David Cameron, Britain’s champion and her hero!

Posted 1 Jul 2014 by Walaa Idris

Lefties are trying their hardest to paint Prime Minister Cameron negatively for opposing Jean-Claude Juncker’s election as EU president. Sadly for them, the exact opposite is happening – European leaders’ are exposed, Cameron’s approval rating is increasing, and polls are narrowing in favour of the Conservatives.

For many weeks, Labourites went on and on about how Cameron is making a mockery of himself and the UK, and is risking everything by his vocal opposition to Juncker’s selection. Even Ukip – who just wants Britain to simply leave the EU – got on the act and Farage (siding with lefties) gave his two cents on the matter!

But in their blind obsession with the PM not succeeding, they failed to see that for the first time since joining the EU, Britain had a champion, and a leader who wasn’t afraid to speak up for what’s best for her at all costs.
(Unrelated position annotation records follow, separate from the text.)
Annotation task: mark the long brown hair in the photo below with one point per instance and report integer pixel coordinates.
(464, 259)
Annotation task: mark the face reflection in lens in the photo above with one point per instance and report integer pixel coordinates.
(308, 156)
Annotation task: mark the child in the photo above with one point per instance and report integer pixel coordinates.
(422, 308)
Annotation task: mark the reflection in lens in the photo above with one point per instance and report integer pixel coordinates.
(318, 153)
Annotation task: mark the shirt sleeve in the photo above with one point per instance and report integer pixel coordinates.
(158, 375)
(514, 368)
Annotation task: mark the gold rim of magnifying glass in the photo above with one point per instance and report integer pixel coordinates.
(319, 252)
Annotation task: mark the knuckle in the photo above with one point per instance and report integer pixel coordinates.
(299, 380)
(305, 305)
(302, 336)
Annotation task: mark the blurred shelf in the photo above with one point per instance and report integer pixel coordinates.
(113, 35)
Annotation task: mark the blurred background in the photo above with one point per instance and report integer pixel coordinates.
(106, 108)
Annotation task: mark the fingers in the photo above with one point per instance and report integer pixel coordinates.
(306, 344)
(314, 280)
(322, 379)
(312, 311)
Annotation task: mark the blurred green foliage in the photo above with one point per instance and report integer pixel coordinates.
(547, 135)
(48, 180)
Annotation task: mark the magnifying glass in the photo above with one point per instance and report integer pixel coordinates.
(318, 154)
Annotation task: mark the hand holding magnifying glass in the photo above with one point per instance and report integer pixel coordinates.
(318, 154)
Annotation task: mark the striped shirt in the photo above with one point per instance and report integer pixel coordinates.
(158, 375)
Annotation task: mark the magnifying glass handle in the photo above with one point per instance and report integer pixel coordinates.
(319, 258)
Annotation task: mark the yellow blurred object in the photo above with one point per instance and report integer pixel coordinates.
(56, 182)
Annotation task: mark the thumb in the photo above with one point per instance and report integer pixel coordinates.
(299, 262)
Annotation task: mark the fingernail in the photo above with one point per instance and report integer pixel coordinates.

They failed to see a leader who didn’t care what Europe thought but passionately tended to what the UK wanted and needed – a Prime Minister who was fighting Britain’s corner and putting her first.

In standing alone against the rest of the EU, David Cameron proved that he is the leaders who listens. He listened to what the voters said and did what they wanted – British voters want the EU to reform and he stood solid against electing a conformist.

Cameron’s historic carriage highlighted Labour’s weakness, Europe’s dangerous arrogance, plus it prepared the ground for a referendum on the EU.

Like most, I see the benefits of our membership and don’t just want to leave Europe, I want reforms but very happy to leave if Britain doesn’t get what she needs. From where I am standing the only leader who can offer me that is Britain’s champion, Prime Minister David Cameron.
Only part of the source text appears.